Before we start talking about how our serverless environment is setup, and what we do (and don’t) have access to, let’s quickly get on the same page about and define what we mean by “Serverless”.
I recently had a useful discussion on Twitter, about the different terms that come up in the Serverless world, and which ones are preferred so I’ll make sure throughout this article to be quite precise about the Serverless terms I use!
Useful clarification on terms surrounding Serverless 🙌🏼
Thanks @NMoutschen ! https://t.co/ZHol17kWtj
— Lou 👨💻🏋️♂️🎸🚴🏻♂️🏍 (@loujaybee) January 5, 2021
Today, we’re talking specifically about: “serverless functions”.
Serverless functions are what most people mean when they use the word “serverless”. The term “serverless” is confusing, as it means any service (not just compute i.e functions) where you don’t worry about the underlying server. For example, databases can be serverless, DynamoDB is a good example.
But, let’s try not to get too far down the rabbit hole of the semantics of the word serverless! Today we’re talking about serverless functions. Simple. Except, what is a serverless function? And what defines a serverless function?
Serverless functions are a computing execution model, which allows a cloud platform user to run application code, elastically, on-demand, without giving consideration to factors such as: scaling, or server provisioning (i.e how many servers you need to run at any given time).
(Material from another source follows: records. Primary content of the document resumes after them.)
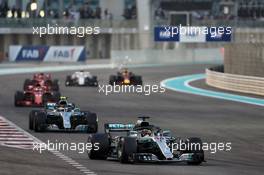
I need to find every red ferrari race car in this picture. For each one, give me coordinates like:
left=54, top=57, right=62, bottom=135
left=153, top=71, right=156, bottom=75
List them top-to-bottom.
left=109, top=68, right=142, bottom=86
left=24, top=73, right=59, bottom=91
left=15, top=84, right=60, bottom=106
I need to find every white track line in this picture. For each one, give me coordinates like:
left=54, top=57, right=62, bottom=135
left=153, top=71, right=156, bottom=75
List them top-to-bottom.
left=0, top=116, right=96, bottom=175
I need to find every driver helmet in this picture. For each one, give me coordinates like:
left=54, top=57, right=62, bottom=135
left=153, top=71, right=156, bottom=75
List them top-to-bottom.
left=58, top=97, right=68, bottom=108
left=141, top=129, right=151, bottom=137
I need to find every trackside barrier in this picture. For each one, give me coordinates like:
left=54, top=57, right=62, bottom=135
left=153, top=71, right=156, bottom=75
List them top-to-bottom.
left=9, top=45, right=86, bottom=62
left=206, top=66, right=264, bottom=95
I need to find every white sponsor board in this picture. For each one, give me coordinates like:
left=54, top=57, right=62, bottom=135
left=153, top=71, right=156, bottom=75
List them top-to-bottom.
left=9, top=45, right=86, bottom=62
left=44, top=46, right=84, bottom=62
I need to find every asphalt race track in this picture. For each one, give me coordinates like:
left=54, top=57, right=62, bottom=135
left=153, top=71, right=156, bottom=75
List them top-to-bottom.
left=0, top=65, right=264, bottom=175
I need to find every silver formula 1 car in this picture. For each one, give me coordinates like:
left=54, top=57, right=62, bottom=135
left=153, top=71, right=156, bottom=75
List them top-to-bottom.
left=65, top=71, right=98, bottom=87
left=29, top=97, right=98, bottom=133
left=88, top=117, right=204, bottom=165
An important note for our to discussion today about serverless environments, is that—rather counter-intuitively—in serverless there is of course, a server! It’s just that you, the serverless functions user, don’t have access to it.
Serverless functions are best defined by it’s characteristics: you (the user) doesn’t worry about the server, your code scales relative to the demand automatically, and you don’t pay for any unused or idle resources.
Hopefully we’re now on the same page about “serverless”, so let’s turn our attention to today’s main topic: environments. Let’s start our conversation by looking at precisely the dividing line between what you’re responsible for, and your cloud provider is responsible for.
With Serverless: What’s Your Responsibility Vs The Cloud Providers?
In just a moment, I’ll walk you through what things you can and can’t access in a serverless environment. But let’s just take things a step back, and review a concept that’s important to our discussion: the shared responsibility model.
In cloud computing, because the physical server lives on a datacenter which is in the hands of the cloud provider, there need to be some “ground rules” about what the cloud provider is responsible for, and what you’re responsible for. A shared model is important for many reasons, especially legal ones!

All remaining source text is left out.